Vivian Howard used to think that her hometown of Deep Run, NC couldn’t support the dreams she had, but now says she couldn’t have achieved success without having family at arms reach. Drawn back home from New York, she lives across the road from her parents, who she counts on for constructive criticism about the meals she serves at her restaurants and her appearances on TV.
With her latest show “Somewhere South,” Howard travels beyond Deep Run and Eastern North Carolina to learn about shared Southern food traditions, from the many different ways to cook collards to the universality of porridges like grits and oatmeal. She recently spoke with Christopher Kimball on Milk Street Radio about summers at work on the family farm, the most important takeaways from filming the show and the wide world of stewed greens. Get a taste of the interview from the excerpts below, and listen to the full interview on our website or via Apple Podcasts.
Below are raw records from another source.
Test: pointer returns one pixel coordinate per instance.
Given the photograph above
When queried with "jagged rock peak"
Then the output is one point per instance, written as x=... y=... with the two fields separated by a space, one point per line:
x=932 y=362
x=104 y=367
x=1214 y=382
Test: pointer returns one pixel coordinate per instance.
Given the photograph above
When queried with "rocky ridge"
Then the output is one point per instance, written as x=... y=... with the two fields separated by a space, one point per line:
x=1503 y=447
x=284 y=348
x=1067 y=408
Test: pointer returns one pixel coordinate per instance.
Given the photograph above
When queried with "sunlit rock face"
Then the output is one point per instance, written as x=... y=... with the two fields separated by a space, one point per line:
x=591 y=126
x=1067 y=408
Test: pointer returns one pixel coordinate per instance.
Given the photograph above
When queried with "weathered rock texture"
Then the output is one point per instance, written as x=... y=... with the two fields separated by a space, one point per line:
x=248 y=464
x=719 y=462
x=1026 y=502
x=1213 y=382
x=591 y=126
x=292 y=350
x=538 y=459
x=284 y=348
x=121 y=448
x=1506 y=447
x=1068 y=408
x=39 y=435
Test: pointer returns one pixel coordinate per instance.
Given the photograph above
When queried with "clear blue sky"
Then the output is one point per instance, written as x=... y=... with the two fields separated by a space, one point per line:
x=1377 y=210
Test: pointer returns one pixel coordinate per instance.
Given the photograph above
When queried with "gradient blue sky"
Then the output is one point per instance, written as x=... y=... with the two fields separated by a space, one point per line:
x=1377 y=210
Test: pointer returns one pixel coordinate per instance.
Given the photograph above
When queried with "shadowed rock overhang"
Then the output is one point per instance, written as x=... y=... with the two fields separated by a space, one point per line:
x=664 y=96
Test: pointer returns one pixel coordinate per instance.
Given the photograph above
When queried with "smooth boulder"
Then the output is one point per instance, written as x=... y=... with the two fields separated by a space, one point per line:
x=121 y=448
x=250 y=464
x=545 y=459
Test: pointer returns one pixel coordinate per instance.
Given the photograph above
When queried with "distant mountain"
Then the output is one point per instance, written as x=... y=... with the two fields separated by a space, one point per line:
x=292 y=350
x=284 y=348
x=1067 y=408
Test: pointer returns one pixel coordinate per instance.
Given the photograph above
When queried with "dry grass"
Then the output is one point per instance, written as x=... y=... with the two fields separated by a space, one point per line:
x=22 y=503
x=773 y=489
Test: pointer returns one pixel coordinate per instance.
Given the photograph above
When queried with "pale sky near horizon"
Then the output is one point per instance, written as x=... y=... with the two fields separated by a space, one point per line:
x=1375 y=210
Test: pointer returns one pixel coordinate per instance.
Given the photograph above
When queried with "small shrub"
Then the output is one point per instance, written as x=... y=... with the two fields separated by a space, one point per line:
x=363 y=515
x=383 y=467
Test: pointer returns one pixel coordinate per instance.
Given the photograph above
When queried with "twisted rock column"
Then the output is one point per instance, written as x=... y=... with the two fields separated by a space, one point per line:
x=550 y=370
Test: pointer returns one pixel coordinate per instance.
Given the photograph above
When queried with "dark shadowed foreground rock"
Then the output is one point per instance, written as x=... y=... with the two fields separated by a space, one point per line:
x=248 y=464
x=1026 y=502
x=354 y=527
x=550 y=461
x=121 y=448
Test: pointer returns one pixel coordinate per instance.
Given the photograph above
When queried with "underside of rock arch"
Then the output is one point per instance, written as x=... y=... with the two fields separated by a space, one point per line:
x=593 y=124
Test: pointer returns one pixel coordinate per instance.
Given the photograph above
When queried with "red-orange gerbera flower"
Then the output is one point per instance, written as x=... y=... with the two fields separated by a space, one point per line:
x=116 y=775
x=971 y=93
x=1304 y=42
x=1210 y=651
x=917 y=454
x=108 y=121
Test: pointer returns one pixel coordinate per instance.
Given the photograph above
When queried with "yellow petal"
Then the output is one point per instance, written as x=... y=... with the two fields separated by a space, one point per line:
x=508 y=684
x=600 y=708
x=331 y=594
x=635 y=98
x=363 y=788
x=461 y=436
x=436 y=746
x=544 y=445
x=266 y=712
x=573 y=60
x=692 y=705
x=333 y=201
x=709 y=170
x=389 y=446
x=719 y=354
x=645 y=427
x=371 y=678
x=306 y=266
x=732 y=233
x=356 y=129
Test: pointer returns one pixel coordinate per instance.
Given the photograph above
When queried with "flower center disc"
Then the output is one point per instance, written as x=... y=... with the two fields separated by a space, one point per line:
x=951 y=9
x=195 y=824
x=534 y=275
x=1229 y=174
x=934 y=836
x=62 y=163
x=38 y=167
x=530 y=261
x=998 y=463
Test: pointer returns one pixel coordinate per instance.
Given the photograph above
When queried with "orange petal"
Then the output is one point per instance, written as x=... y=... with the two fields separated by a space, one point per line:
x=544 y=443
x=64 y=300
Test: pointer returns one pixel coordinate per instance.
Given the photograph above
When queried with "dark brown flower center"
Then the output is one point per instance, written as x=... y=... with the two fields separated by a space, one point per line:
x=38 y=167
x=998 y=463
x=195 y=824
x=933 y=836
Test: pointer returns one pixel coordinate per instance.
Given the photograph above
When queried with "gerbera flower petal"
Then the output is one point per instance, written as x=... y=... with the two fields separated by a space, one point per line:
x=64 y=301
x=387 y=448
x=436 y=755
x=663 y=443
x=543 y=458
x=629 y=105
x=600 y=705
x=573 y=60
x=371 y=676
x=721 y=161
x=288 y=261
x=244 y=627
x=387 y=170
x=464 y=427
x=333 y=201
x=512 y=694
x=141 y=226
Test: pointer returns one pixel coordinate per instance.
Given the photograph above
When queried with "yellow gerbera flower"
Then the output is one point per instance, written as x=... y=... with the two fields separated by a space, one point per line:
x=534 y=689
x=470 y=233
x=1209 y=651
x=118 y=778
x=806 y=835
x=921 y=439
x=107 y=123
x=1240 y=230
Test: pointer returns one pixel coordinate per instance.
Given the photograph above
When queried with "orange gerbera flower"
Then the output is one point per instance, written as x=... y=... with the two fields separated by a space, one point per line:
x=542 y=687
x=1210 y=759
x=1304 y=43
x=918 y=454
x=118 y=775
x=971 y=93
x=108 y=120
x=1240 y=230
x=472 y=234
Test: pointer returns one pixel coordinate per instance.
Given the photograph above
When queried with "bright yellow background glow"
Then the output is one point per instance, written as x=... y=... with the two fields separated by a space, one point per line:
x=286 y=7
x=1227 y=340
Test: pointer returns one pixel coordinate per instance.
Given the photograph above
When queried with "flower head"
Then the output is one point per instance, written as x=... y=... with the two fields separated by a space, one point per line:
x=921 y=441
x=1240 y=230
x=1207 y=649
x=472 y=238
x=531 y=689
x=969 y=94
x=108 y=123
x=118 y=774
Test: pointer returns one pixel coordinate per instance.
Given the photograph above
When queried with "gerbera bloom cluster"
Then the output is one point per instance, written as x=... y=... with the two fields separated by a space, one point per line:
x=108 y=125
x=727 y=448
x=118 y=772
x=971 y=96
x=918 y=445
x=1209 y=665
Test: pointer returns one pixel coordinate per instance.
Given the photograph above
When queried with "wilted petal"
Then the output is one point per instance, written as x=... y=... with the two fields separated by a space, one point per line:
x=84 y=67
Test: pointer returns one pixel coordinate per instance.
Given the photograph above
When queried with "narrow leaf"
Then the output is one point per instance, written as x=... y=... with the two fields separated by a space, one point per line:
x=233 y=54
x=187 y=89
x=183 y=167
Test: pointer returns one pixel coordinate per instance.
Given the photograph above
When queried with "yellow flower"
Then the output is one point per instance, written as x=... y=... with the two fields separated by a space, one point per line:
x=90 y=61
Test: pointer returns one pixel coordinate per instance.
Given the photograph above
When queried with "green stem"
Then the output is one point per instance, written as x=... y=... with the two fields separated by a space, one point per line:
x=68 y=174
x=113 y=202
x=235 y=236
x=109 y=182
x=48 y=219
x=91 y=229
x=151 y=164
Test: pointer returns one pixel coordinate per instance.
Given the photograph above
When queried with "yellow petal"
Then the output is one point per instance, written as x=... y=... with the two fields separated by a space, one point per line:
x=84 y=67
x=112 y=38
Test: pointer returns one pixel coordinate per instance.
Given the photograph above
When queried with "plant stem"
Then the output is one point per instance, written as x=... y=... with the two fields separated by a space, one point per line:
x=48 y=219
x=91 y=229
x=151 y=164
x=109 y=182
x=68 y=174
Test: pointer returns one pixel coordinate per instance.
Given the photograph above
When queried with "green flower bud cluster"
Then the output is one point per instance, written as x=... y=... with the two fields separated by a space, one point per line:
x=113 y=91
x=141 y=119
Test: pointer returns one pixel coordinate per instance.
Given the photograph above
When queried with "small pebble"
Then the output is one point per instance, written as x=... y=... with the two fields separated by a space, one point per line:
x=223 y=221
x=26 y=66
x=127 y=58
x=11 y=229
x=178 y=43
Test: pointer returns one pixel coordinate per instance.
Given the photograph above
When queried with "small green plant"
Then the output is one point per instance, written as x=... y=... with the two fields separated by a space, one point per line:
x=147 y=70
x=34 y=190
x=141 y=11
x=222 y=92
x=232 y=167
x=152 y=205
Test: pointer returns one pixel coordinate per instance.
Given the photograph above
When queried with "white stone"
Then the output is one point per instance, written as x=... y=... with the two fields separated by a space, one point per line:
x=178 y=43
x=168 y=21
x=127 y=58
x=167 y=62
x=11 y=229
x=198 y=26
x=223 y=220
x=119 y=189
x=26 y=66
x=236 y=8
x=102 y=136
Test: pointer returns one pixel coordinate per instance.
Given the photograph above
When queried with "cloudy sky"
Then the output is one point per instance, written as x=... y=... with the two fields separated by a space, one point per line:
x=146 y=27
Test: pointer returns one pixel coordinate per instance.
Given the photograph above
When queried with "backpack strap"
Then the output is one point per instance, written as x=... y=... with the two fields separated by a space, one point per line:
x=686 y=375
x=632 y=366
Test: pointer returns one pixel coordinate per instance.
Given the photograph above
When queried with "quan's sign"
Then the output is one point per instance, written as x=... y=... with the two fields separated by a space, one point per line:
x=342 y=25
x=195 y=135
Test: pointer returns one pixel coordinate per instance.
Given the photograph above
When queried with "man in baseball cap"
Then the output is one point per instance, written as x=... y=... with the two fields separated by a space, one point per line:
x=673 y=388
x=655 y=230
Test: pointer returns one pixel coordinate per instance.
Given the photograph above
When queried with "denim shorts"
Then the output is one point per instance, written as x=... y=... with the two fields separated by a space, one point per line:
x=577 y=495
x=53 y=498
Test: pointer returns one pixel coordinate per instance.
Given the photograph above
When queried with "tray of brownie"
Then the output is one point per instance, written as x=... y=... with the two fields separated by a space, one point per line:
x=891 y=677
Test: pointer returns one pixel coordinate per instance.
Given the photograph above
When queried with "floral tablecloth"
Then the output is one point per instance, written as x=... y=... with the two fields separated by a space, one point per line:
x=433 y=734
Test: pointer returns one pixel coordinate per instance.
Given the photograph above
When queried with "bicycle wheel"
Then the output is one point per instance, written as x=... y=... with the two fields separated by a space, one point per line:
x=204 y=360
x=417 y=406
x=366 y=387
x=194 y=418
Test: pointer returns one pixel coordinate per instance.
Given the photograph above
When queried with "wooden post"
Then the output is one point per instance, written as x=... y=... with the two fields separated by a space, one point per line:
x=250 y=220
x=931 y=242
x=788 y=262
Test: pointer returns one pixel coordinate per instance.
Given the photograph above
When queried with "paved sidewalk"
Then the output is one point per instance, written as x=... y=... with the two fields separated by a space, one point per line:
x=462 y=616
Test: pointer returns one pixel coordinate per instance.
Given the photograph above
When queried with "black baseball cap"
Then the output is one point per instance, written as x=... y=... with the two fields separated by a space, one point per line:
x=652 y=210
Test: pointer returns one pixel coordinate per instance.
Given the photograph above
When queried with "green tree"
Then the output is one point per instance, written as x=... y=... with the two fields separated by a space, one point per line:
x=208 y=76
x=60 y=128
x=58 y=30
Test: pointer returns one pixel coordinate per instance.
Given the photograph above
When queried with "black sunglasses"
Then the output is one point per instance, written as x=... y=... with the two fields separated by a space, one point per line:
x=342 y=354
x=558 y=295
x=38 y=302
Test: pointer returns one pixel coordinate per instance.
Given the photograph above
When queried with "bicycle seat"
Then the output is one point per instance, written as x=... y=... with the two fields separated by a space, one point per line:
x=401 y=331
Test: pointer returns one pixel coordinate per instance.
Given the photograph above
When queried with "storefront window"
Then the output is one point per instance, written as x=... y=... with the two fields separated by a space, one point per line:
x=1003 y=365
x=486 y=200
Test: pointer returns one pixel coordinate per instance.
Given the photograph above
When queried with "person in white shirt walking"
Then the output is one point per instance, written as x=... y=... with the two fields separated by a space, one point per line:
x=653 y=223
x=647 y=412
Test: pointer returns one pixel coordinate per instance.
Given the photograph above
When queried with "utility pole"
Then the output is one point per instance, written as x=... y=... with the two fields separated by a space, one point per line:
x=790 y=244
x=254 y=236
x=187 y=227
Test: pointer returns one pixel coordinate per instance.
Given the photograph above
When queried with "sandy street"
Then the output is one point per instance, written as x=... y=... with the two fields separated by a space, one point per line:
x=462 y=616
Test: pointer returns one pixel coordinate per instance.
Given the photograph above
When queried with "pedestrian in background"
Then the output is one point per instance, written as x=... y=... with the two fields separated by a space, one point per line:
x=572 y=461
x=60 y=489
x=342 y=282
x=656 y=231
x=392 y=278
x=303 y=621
On summers working on the family farm
I grew up on my parent’s tobacco farm, and that's what our summer was all about. It was tobacco season. I lived 50 minutes from the beach and I never remember going to the beach until I was in sixth grade because the whole family went to work, topping and suckering and burning the tobacco. And then tobacco went away. My parents transitioned and became hog farmers. They grow grain that feeds the hogs primarily, so that's a whole other look at agriculture. I am a unicorn in this world, because I come from that sort of farming background but I have a farm-to-table restaurant and have been a champion of small farmers. I understand both worlds from a unique perspective.
On discovering shared food traditions
We spent several days in Clarkston, Georgia, which is one of the most diverse square miles in the nation. It's become a haven for refugees from all over the world and we spent time with a group of female refugees from Burundi. I went to this woman's home and she was going to show us how to pound and cook cassava leaves. She made this huge feast and I hardly recognized the ingredients on the table, but the the way in which we were eating was what I would consider incredibly Southern. We had this pot of very highly seasoned stewed greens that cooked for a long time. We had a starch which, in her kitchen, was fufu. In my own, it would have been cornbread. We had a platter of braised meat that was kind of messy looking but really delicious. It was so beautiful to really understand how our food traditions that we bring with us to wherever we land are shaped by where we land, and how that place where we land and settle is then shaped by those food traditions.
I think porridge is a cooked grain that absorbs many types of liquids. I think often it's a cracked grain. It's definitely comfort food. It's frugal food. It's morning food, it's night food, it’s substance. Porridge is something that exists in every culture, in every community.
On turnip run-ups and Southern greens
A turnip run-up is the second coming of a turnip plant or a mustard plant without an edible taproot. It's confusing down here because we call a lot of things turnip greens that are not actual turnips with the taproot. The run-up looks a bit like broccoli rabe with a little floret. It's very tender and juicy and just has a very distinct early spring taste. It's a delicacy of this region. We have a lot of words for greens that don't make a lot of sense outside of this place. Turnip greens, mustard greens, any kind of stewing green–we call it salad. People will go to the market and say that they want a mess of salad. That means they're going to pick a little bit of turnip, a little bit of mustard, mixing what they think will make the perfect pot of greens.
On returning to home in Deep Run, NC
When I started considering coming back here, I said to my parents, you know, I don't know why you would have given me every opportunity in the book and believe that I would move back to Deep Run, North Carolina. I just didn't think that this place would be able to support the dreams that I had. But what I have figured out is that I really could not have done what I've done without my family in my backyard, without my mom coming over to tell me that my hair looked awful on TV last night, or that her dinner at the restaurant was too salty. I think that having my family close and having them in my life and in my presence has really been a grounding force for both me and my children. I've learned that place does not have to determine the quality and the reach of your work. We move so often for work and let that dictate where we settle. Maybe we should move for love and surround ourselves with the people we care about. I'm not rooted to the soil of Deep Run. I'm rooted to the people around me.
Quotes have been edited for clarity.